A protest over wages that has shut the eastern Libyan oil terminal of Hariga has forced the operator of the Sarir oil field to suspend production of 100,000 barrels per day (bbl/d), an oil company spokesman said on July 19.
Omran al-Zwai, spokesman for Libya's eastern state oil firm AGOCO, said production at the Messla oil field would also be reduced to a minimum within four or five days if exports continued to be blocked from Hariga.
Exports were halted on July 17 after a group of Petroleum Facilities Guard (PFG) travelled to the port to protest over what they said were unpaid salaries. Two tankers have been delayed from loading as attempts are made to mediate the dispute, a port official said.
Protests, conflict and political quarrels have reduced Libya's oil production sharply since an uprising in the OPEC member five years ago. Output has been fluctuating at less than a quarter of a 2011 high of 1.6 MMbbl/d.
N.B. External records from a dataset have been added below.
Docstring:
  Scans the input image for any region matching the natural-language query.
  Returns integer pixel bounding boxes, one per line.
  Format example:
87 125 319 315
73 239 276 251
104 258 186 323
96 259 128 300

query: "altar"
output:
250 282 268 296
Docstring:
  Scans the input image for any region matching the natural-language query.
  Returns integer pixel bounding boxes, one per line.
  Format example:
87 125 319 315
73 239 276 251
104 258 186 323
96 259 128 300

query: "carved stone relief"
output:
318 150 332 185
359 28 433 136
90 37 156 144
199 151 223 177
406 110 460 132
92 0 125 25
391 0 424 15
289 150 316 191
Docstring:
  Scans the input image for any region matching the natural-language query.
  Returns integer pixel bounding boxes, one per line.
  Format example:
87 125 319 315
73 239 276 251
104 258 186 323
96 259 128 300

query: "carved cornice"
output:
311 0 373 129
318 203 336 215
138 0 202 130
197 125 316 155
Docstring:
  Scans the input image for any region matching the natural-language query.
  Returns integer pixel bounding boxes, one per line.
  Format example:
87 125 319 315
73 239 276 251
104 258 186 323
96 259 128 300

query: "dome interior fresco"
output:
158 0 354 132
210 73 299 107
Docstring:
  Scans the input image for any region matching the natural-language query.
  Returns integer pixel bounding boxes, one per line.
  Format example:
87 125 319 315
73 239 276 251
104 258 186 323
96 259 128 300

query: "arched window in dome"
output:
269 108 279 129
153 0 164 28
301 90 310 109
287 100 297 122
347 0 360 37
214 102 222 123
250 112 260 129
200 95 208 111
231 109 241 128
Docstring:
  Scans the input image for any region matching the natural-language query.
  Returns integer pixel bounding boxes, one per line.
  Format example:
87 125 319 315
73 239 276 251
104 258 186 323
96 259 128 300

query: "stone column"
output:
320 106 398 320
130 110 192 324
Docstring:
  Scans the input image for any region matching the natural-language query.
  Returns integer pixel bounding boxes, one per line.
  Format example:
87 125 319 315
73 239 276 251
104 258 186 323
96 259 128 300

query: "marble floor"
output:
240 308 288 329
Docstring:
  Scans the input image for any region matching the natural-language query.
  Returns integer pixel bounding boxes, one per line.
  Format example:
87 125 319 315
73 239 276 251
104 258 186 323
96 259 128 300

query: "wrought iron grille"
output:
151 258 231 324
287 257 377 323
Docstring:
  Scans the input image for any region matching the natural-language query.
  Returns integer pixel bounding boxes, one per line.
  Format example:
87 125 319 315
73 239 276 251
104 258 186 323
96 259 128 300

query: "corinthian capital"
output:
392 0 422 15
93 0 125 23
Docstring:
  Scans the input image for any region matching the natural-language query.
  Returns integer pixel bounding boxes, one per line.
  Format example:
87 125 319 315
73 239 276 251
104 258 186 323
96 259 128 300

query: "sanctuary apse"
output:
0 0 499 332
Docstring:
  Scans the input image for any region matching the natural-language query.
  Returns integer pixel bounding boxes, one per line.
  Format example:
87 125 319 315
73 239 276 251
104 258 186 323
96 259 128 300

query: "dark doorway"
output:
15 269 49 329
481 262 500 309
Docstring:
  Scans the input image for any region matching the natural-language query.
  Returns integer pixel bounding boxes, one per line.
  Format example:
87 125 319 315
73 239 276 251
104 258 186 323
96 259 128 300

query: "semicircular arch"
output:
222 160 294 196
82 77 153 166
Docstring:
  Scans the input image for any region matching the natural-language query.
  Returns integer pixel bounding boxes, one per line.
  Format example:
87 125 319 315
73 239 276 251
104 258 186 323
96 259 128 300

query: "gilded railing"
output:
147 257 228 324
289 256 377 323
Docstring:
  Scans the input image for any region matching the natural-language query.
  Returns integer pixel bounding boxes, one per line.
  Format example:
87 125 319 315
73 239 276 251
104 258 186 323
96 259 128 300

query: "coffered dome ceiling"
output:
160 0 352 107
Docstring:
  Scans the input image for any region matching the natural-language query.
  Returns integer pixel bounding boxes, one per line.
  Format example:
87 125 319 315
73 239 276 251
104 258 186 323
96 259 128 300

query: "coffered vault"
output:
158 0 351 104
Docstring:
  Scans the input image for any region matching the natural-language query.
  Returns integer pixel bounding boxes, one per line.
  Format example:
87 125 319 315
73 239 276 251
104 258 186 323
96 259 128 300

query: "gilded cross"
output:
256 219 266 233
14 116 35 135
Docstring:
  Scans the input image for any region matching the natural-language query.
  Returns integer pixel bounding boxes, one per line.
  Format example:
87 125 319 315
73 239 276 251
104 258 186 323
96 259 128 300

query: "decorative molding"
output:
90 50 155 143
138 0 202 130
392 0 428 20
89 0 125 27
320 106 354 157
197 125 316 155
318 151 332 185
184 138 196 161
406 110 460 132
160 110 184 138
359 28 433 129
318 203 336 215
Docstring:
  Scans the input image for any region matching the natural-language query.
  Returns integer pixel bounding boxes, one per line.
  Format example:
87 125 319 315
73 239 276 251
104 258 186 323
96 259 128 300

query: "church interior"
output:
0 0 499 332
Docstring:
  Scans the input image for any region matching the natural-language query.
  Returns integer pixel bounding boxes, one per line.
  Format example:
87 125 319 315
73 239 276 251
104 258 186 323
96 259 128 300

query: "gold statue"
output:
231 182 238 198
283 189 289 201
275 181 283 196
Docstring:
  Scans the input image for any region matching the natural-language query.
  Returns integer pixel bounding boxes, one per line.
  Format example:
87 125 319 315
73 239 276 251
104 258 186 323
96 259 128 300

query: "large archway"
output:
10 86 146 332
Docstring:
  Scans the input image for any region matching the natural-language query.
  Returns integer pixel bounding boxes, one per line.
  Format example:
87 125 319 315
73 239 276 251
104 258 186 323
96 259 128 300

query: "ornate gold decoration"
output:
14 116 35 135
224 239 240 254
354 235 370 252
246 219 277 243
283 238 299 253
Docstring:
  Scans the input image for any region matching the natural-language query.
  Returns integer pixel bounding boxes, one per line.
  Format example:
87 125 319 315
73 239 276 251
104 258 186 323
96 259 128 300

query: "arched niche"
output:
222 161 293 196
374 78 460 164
No one at the National Oil Corp. (NOC) in Tripoli was immediately available to comment on how the Hariga protest was affecting daily production.
Several major eastern Libyan terminals remain blockaded by the PFG, a national force that is internally divided. Key units have shifted allegiances between different political factions.
Hariga, with an export capacity of about 120,000 bbl/d, has largely continued to operate smoothly, though the NOC's eastern branch temporarily blocked exports there in May amid a dispute with the rival NOC based in Tripoli.